George Pelecanos: crime, politics, tragedy

 

Like most of the trouble that’s happened in my life or that I’ve caused to happen, the trouble that happened that night started with a drink. (Down by the River Where the Dead Men Go).

Ramone had his own rules: follow the playbook, stay safe, put in your twenty- five and move on. He was not enamored of Cook or any of the other mavericks, cowboys, and assorted living legends on the force. Romanticizing the work could not elevate it to something it was not. This was a job, not a calling. Holiday, on the other hand, was living a dream, had lead in his pencil, and was jacked up big on the Twenty-third Psalm. (The Night Gardener).

Above is an interview conducted in front of a Greek audience in Athens with prolific Greek-American crime novelist and screenwriter George Pelecanos.

The interview concentrates to a great extent on Pelecanos’ partnership with David Simon that resulted in the classic TV series The Wire – about the decline amid crime, corruption and racial polarisation and strife of one of the great American cities, Baltimore, which mirrors the decline of so many once thriving US metropolises, such as Detroit, Pittsburgh, St Louis, Cleveland. The TV series is regarded as one of the finest ever made.

Pelecanos also collaborated with Simon on Treme, a short-lived series about New Orleans in the aftermath of Hurricane Katrina, and The Deuce, which took us back to early 1970s New York City and the birth of the hardcore pornography industry.

Pelecanos was uniquely placed to write about Baltimore because his novels are all based in neighbouring Washington DC, where the writer was born and has always lived. Pelecanos worked in his father’s diner – crewed entirely by African-Americans, who made up 80 percent of DC’s population – and served white men in ties who he never felt much affinity for.
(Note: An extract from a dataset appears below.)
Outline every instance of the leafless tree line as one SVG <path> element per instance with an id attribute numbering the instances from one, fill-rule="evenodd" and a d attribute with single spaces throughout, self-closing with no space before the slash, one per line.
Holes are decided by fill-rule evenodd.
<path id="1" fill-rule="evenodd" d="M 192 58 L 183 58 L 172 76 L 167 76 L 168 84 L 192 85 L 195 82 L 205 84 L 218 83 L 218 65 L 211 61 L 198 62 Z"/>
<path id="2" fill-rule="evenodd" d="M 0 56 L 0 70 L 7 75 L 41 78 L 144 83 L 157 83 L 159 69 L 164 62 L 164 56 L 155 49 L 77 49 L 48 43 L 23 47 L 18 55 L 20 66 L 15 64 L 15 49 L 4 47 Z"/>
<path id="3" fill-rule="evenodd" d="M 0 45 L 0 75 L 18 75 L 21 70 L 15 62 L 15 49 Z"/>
Inevitably, then, in charting the travails and modern history of Washington DC, Pelecanos is charting the history of its black community, even if some of his heroes, like Nick Stefanos, Dimitri Karras, Spero Loukas are Greek Americans, presumably Pelecanos’ alter egos.

As influences, Pelecanos cites crime writers Elmore Leonard, Dashiell Hammett, Raymond Chandler, as well as film noirs and Westerns, while music – soul, funk, rock and roll, the DC punk rock scene – clothes, cars, sports, drugs, alcohol and guns are also an integral part of the world Pelecanos creates and recreates.

The strength of Pelecanos’ writing – its vivid and passionate documenting of the trials and tribulations of Washington DC – might also reveal its limitation. For Pelecanos, crime – stepping out of bounds of what is socially and legally acceptable – is a materialist phenomenon and can ultimately be explained by social and political circumstances. As he himself says: ‘Any time you have poverty, joblessness, sub-par public schools, and a lack of opportunity, you're going to have a high rate of crime.’

This explanation of crime pervades Pelecanos’ novels disallowing other, perhaps darker reasons, for criminal behaviour, greed, envy, psychopathy, power, loathing, and explains the absence of tragedy in his work, which sometimes makes reading a Pelecanos novel like reading a political tract.